Révision budgétaire et réforme du Médiateur au menu des députés béninois
Les parlementaires de la dixième législature se retrouvent ce vendredi au Palais des Gouverneurs pour débattre de deux textes de loi.
Joseph Djogbénou, président de l’Assemblée nationale, a convoqué l’ensemble des députés à une séance plénière programmée ce vendredi 19 juin 2026. Deux projets de loi, examinés en urgence, sont inscrits à l’ordre du jour : le collectif budgétaire 2026 et la révision de la loi relative à l’organisation et au fonctionnement du Médiateur de la République.
La Conférence des présidents a approuvé ce calendrier accéléré pour permettre un examen et un vote rapides de ces textes considérés comme prioritaires. Cette urgence vise à adapter l’action publique à la nouvelle équipe gouvernementale mise en place par le président Romuald Wadagni, ainsi qu’aux axes stratégiques qu’il a fixés.
Le projet de loi de finances rectificative prévoit une hausse du budget général de l’État, qui passerait de 3 783,984 milliards à 4 086,620 milliards de francs CFA, soit une augmentation de 8 %.
Portée du collectif budgétaire
Les prévisions macroéconomiques associées à ce budget rectificatif restent stables, avec un taux de croissance maintenu à 7,5 %. Les charges de personnel affichent une diminution de 9,8 %, une rationalisation effectuée sans compromettre les recrutements prévus ni les dépenses liées à l’achat de biens et services.
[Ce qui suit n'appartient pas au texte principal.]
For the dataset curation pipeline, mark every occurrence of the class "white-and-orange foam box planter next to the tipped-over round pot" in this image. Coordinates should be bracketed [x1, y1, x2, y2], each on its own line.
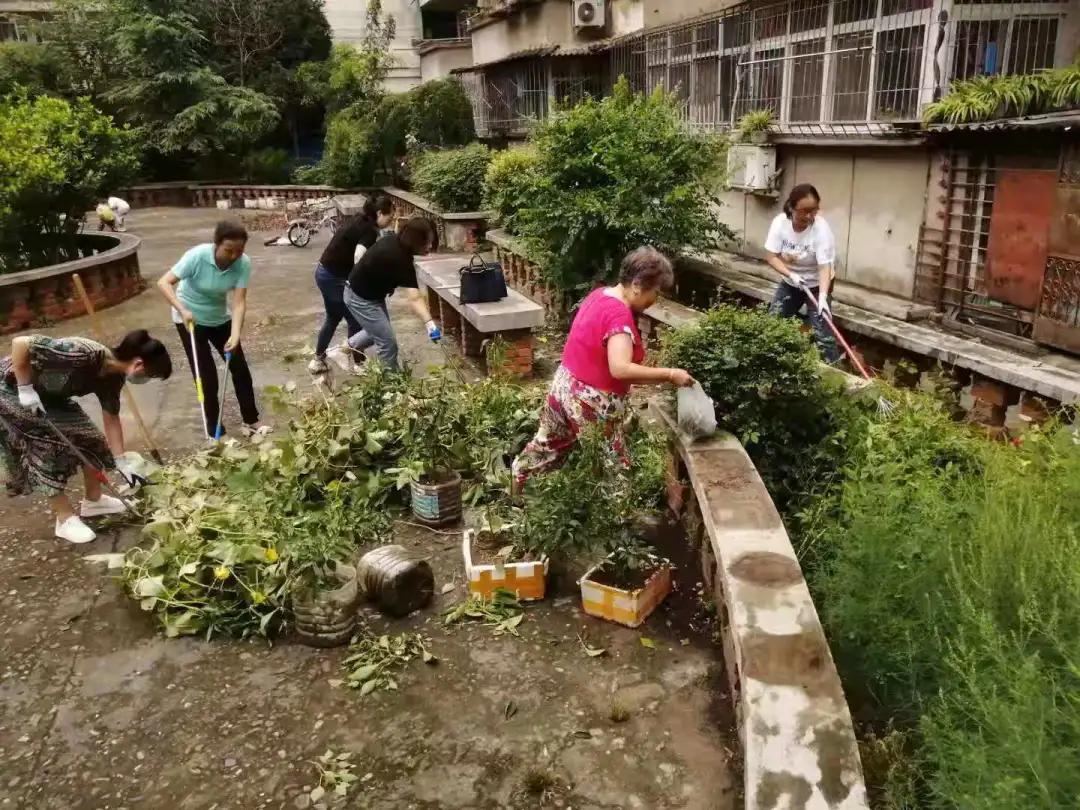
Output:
[461, 505, 550, 602]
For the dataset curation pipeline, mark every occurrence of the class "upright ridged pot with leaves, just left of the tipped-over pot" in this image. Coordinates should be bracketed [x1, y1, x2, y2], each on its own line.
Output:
[288, 527, 360, 647]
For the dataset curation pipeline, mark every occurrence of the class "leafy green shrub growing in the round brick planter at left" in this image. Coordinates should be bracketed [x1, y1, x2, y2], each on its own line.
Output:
[0, 90, 138, 272]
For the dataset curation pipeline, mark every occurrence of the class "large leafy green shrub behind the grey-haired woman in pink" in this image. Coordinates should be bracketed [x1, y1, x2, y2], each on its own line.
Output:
[519, 80, 727, 288]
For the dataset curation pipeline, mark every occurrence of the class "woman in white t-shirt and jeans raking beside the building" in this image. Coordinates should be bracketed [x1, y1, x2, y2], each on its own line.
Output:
[765, 183, 840, 364]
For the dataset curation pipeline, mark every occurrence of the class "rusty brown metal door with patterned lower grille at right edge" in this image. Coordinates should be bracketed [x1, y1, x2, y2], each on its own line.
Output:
[1032, 140, 1080, 352]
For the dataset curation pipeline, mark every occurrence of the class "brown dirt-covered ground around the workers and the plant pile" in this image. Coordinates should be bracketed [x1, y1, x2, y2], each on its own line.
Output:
[0, 208, 739, 810]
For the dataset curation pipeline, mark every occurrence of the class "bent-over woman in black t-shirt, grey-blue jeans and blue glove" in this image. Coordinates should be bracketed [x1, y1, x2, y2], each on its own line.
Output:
[345, 217, 443, 369]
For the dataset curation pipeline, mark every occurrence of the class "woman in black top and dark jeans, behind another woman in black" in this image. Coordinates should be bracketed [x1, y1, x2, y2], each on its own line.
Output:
[308, 194, 393, 374]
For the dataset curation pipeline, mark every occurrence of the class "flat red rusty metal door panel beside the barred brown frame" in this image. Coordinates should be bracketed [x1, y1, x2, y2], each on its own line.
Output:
[986, 168, 1057, 309]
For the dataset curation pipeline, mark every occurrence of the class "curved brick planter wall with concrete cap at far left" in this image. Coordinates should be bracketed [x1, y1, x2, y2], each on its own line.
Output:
[0, 233, 146, 334]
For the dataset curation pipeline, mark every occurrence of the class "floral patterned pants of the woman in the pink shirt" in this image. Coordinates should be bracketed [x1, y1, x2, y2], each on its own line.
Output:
[513, 366, 629, 489]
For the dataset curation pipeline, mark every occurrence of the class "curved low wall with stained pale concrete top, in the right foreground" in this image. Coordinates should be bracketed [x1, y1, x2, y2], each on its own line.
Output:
[652, 403, 868, 810]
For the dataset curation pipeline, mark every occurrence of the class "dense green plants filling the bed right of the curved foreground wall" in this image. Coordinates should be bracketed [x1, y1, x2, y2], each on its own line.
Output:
[669, 308, 1080, 810]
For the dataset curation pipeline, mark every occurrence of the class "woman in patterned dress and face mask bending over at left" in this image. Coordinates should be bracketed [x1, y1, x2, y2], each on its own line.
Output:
[0, 329, 173, 543]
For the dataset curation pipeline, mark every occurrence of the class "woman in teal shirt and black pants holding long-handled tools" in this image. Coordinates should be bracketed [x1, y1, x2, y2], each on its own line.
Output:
[158, 221, 271, 436]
Parallèlement, les recettes budgétaires augmentent de 2 % et les dépenses d’investissement progressent de 8,5 %.
Au-delà des équilibres financiers, ce projet de loi de finances rectificative traduit un recentrage marqué sur les priorités sociales. Des crédits supplémentaires sont dégagés pour renforcer la protection sociale et le capital humain, notamment via l’installation de points d’eau dans les établissements scolaires et les centres de santé, l’accélération du programme de supplémentation nutritionnelle des mille premiers jours, le renforcement de l’assurance maladie obligatoire et la prise en charge des enfants en situation de rue ou de mendicité.
Le secteur éducatif bénéficie également d’une impulsion notable avec le déploiement de la gratuité des frais de scolarité pour les filles de l’enseignement secondaire général à compter de la rentrée 2026-2027, ainsi que la mise en œuvre d’un programme de construction de magasins destinés aux cantines scolaires.
Sur le plan de la sécurité intérieure, l’État augmente ses dotations pour consolider le dispositif de sécurité publique. Cet effort cible principalement le déploiement d’une solution de vidéoprotection dans les grandes agglomérations. Les secteurs de la santé et des infrastructures ne sont pas en reste : les crédits du Programme d’investissements publics sont renforcés pour soutenir la construction et la réhabilitation d’hôpitaux et de dispensaires, l’entrée en phase opérationnelle du Centre hospitalier international de Calavi et la réalisation d’ouvrages d’assainissement et de transport.
Enfin, dans un contexte marqué par la hausse des prix due aux crises géopolitiques, le gouvernement entend soutenir le tissu productif via la subvention des intrants agricoles. Cette mesure vise à améliorer la productivité et à consolider la sécurité alimentaire nationale. La séance de ce vendredi s’annonce ainsi comme un moment clé du calendrier parlementaire, tant par la portée financière du collectif budgétaire que par les signaux politiques et sociaux qu’il envoie.